Additionally, there are other limitations in interpreting our findings. First, the sample size was small, with our meta‐analysis including fewer than 1,000 patients. A small sample size may result in bias. In the future, we could update our meta‐analysis by extending the publishing date. Second, retrospective studies were included in our meta‐analysis. Compared with prospective studies, retrospective studies are insufficiently objective and lack uniform standards. Therefore, we set strict inclusion criteria for retrospective studies. Subgroup analysis and meta‐regression have also shown no indication that study‐design type contributes to the heterogeneity. Third, in addition to allo‐HSCT and TKI plus chemotherapy, other post‐remission treatments—such as autologous‐HSCT, , blinatumomab, , , inotuzumab ozogamicin, , and chimeric antigen receptor t‐cell immunotherapy (CAR‐T) , , —are available. We also searched for studies on these treatments. A few studies looked at the limited number of patients undergoing autologous‐HSCT. Two studies comparing allo‐HSCT to auto‐HSCT in Ph+ ALL patients showed no difference in RFS and OS between the two groups. , Blinatumomab, inotuzumab ozogamicin, and CAR‐T, as immunotherapy, are usually employed in relapsed or refractory patients and are not used in routine post‐remission treatment. Fourth, the year of transplantation and graft source were not evaluated due to the lack of data in the articles. The analysis and discussion should be conducted in further studies at a future date. Fifth, all included studies did not take quality of life into consideration. Although we concluded no different OS between TKI plus chemotherapy and allo‐HSCT for adult Ph+ ALL, quality of life was not discussed.

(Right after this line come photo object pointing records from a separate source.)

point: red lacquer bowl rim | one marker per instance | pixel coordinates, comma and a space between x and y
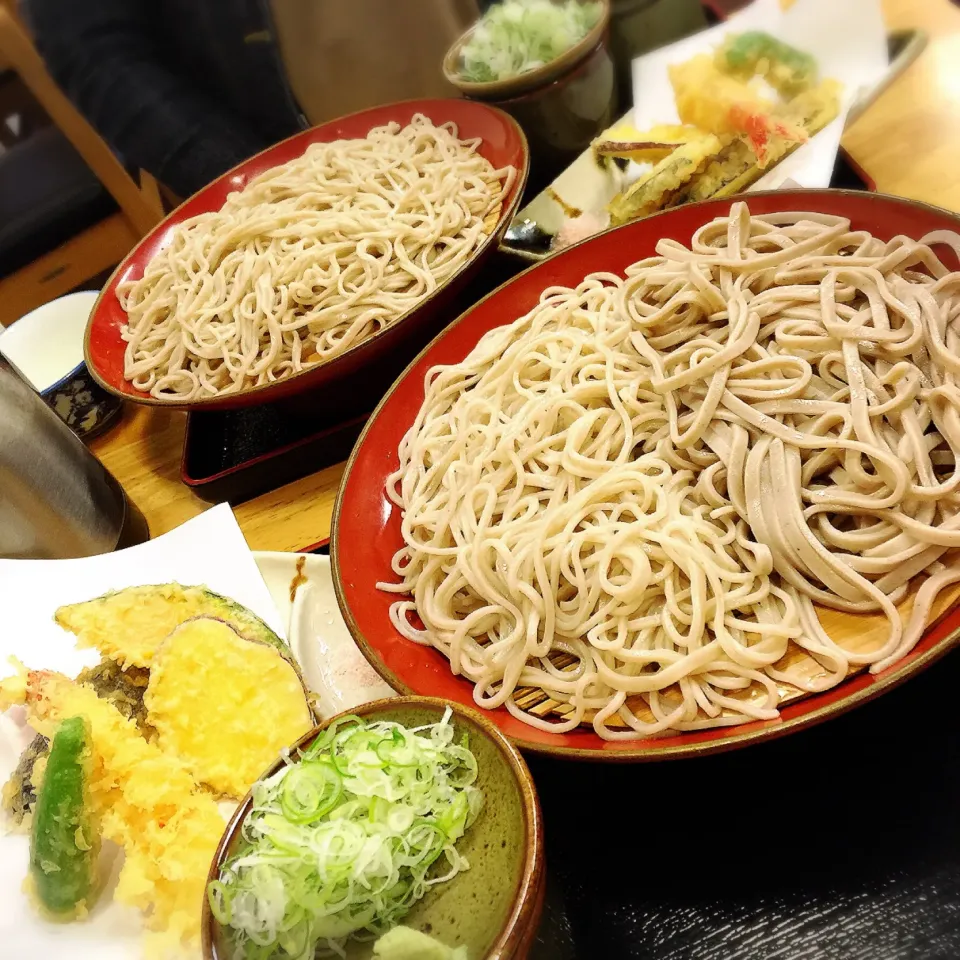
584, 744
102, 337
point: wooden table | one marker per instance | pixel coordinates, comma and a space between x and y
908, 141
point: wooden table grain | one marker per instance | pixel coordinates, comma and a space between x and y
908, 142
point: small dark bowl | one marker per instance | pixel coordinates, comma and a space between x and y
494, 907
81, 403
561, 106
65, 383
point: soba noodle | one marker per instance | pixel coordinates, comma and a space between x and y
308, 259
636, 493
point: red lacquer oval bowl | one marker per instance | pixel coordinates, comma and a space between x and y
366, 525
502, 143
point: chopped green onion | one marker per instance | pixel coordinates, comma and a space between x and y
519, 35
344, 842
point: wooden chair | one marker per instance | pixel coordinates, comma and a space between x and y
105, 243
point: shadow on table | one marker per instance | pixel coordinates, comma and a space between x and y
838, 843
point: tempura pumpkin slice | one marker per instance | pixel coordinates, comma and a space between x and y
65, 841
128, 625
224, 705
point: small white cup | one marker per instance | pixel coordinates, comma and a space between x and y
45, 347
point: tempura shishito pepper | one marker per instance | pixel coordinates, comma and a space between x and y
66, 839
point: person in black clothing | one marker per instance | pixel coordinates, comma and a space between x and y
185, 89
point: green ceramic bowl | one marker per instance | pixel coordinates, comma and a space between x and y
494, 907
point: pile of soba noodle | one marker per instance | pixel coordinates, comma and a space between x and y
632, 497
308, 259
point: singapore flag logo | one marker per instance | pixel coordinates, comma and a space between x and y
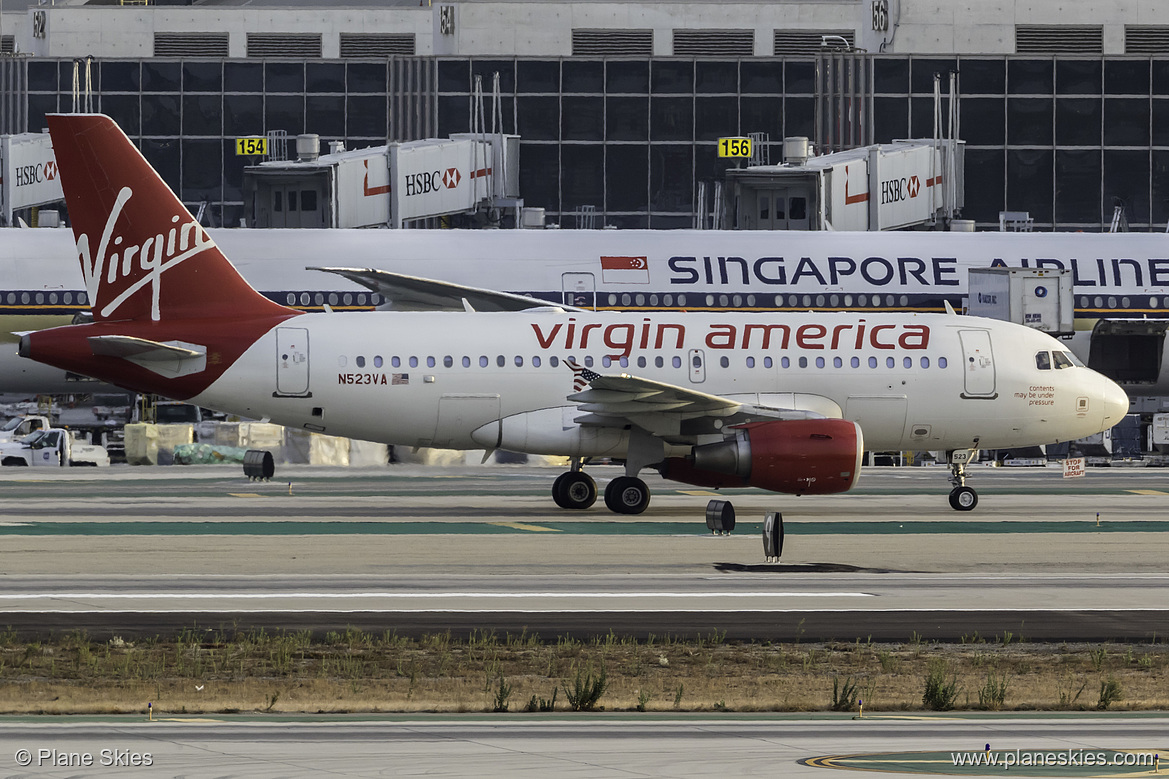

In the future, quality of life can be analyzed by special scales during follow‐up.

CONCLUSION

Current studies concluded that to a certain extent, TKI combined with chemotherapy can provide adult Ph+ ALL patients with a similar OS rate as allo‐HSCT in the TKI era. The results of our meta‐analysis also indicate that patients receiving TKI combined with chemotherapy in post‐remission had a shorter RFS than patients receiving allo‐HSCT. Our results provide EBM support to the assertion that TKI plus chemotherapy in post‐remission leads to an outcome no worse than allo‐HSCT in adult patients with Ph+ ALL. In summary, TKI combined with chemotherapy can be considered for adult Ph+ ALL patients ineligible for allo‐HSCT in post‐remission. To validate this finding, more prospective studies with large sample sizes and the inclusion of CMR status should be carried out in the future.

CONFLICT OF INTEREST

The authors declare no conflict of interest.